他没有回亭子间,而是绕到了一处僻静的街心公园,在一个几乎无人的角落长椅上坐下,这才颤抖着手,取出那封信。
熟悉的折叠方式!是薇的回信!
他迫不及待地拆开,目光贪婪地吞噬着上面的每一个字。当读到关于“刘氏工坊”变故以及其中蕴含的警告时,他心中一片冰冷与愤怒,赵德明的卑劣果然没有下限。而当读到“柳小姐之孤本拓片,恐已落入险境……研究之路,似已山穷水尽”时,巨大的绝望如同冰水般浇遍全身,让他几乎窒息。
难道……真的没有希望了吗?
然而,当他看到最后一段——“盼君在彼处,一切安好,研究顺利。此地风波恶,恐难久持,若音讯断绝,勿以为念,珍重万千。”——那股熟悉的、属于林薇的坚韧与决绝,仿佛穿透纸背,击中了他的灵魂。
他猛地抬起头,望向灰蒙蒙的天空。
不!薇不是在告别!她是在用这种方式告诉他,她不会放弃!她那边一定也在行动!“研究顺利”?她在重庆做了什么?“此地风波恶”?她难道要……
一个难以置信的念头划过脑海!以薇的性格,在得知他这边山穷水尽之后,她极有可能……会采取更极端、更直接的方式!
破釜沉舟!她是要破釜沉舟!
这个认知让他浑身剧震,既感到无比的担忧,又有一股热流从心底涌起,驱散了刚才的绝望。他不是一个人在战斗!薇在重庆,正在为他,为公道,进行着另一场同样凶险的战斗!
他必须活下去!必须拿到证据!必须在她造成不可挽回的后果之前,揭开真相!
希望,在绝境的废墟上,再次顽强地燃起。
他仔细地将信纸按原样折好,贴身收藏。现在,他需要找到一个绝对安全的地方,仔细研究下一步的行动。亭子间已经不再安全。

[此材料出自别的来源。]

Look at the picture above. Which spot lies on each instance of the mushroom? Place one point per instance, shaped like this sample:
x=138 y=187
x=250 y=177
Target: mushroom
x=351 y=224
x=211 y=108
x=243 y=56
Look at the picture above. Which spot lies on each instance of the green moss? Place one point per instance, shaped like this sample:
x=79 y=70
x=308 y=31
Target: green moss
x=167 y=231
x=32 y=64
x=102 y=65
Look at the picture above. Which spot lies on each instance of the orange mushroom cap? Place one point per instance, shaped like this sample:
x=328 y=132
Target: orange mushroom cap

他想到了杜公馆。万管家说过,离开后便与杜门再无瓜葛。但此刻,他需要一个能够短暂屏蔽外界干扰、让他能够冷静思考和处理“东西”的地方。也许……可以冒险再去一次?凭借杜月笙重“信义”的性格,或许不会将他拒之门外?即便被拒绝,情况也不会比现在更糟。
这是一次赌博。
他站起身,整理了一下衣冠,目光重新变得坚定而锐利,朝着法租界的方向走去。
重庆,沙坪坝,“抗战文化人协会”小礼堂。
上午九点五十分。
小礼堂内外,人头攒动,气氛异常。收到风声的中外记者们蜂拥而至,长枪短炮般的相机对准了前方临时搭建的主席台。重庆本地的文化界、教育界人士来了不少,还有许多闻讯赶来的学生和市民,将礼堂挤得水泄不通。人群中议论纷纷,好奇、期待、担忧、怀疑……各种情绪交织在一起。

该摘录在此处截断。